The violence of trauma fractures someone’s experience of being in the world and tears at the fabric of attachment, our intrinsic way of feeling safe. Ruptures in attachment relationships that occur in trauma become one of the key mechanisms of how it is transmitted to the next generation. The scars from traumas that are inside of people who become parents often affect directly their capacity to be consistent and engaged in their caregiving. Unresolved mourning, persistent states of anxiety, depression and terror interfere with attaching and trusting new relationships. While many survivors of trauma also transmit resiliency and want to create loving families and communities, more often trauma survivors carry both resiliency and the scars of trauma. It is the imprint of the dehumanising aspects of trauma; the violent victimisation of one’s integrity as a person as well as surviving when others perished that continues to haunt survivors. These ghosts of their past get transmitted and can be seen in the successive generations.

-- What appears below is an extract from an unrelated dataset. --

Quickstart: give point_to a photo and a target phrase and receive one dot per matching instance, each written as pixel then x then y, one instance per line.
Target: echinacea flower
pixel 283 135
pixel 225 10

Researchers have found biological markers of trauma, eg higher cortisol levels and changes in myelination, which can affect “gene expression”, and then become inevitable in the next generation. Trauma and stress and these biological markers in the mother can be inherited and predispose their offspring to a tendency towards PTSD-like reactions. Children inherit altered biochemistry that can leave them more vulnerable to registering fearful and anxious situations and to being more fearful and anxious themselves. This becomes the fuller legacy of trans-generational transmission of traumatic forms of attachment: an alteration in both the biology and the attachment systems. Some of these children are inherently more anxious while being raised by parents surviving their own traumas. Some of these parents will be able to transmit safety and provide for consistent attachment while others will transmit a confusing mix of messages of fearfulness and safety becoming trauma’s haunting legacy.
Research findings also suggest that psychotherapy and psychoanalytic treatments offer much needed help to people suffering from trauma and transmissions of trauma states. Talk therapies offer the safety necessary that allow someone to begin to talk about what has been endured. This needed processing of traumatic experiences happens with a caring therapist who can then witness, recognise and help the person to metabolise their traumatic experiences and regulate their emotional reactions.
Additionally, family and couple therapies help people learn how to talk about their traumatic histories in ways that are not overwhelming and allow empathic dialogues to open up between partners and grow. Family work is very helpful when some of these histories have remained as unspoken secrets, which leave children sensing the worst, feeling somehow implicated and yet not able to ask for answers or reassurance. There is also a need to help parents develop empathic capacities often limited given their trauma histories. Being able to find empathy in their therapist becomes the beginning of self-empathy and self-care, both crucial for healthy functioning.
Jill Salberg, Ph.D., ABPP is a clinical associate professor and clinical consultant/supervisor at the New York University Postdoctoral Program in Psychotherapy and Psychoanalysis. Her articles on Transgenerational Transmission of Trauma appear in international psychoanalytic journals and she has co-edited two books with Sue Grand, The Wounds of History: Repair and Resilience in the Transgenerational Transmission of Trauma, and Transgenerational Trauma and the Other: Dialogues Across History and Difference, (2017). Both books won the Gradiva Award for 2018. She is in private practice in New York, U.S.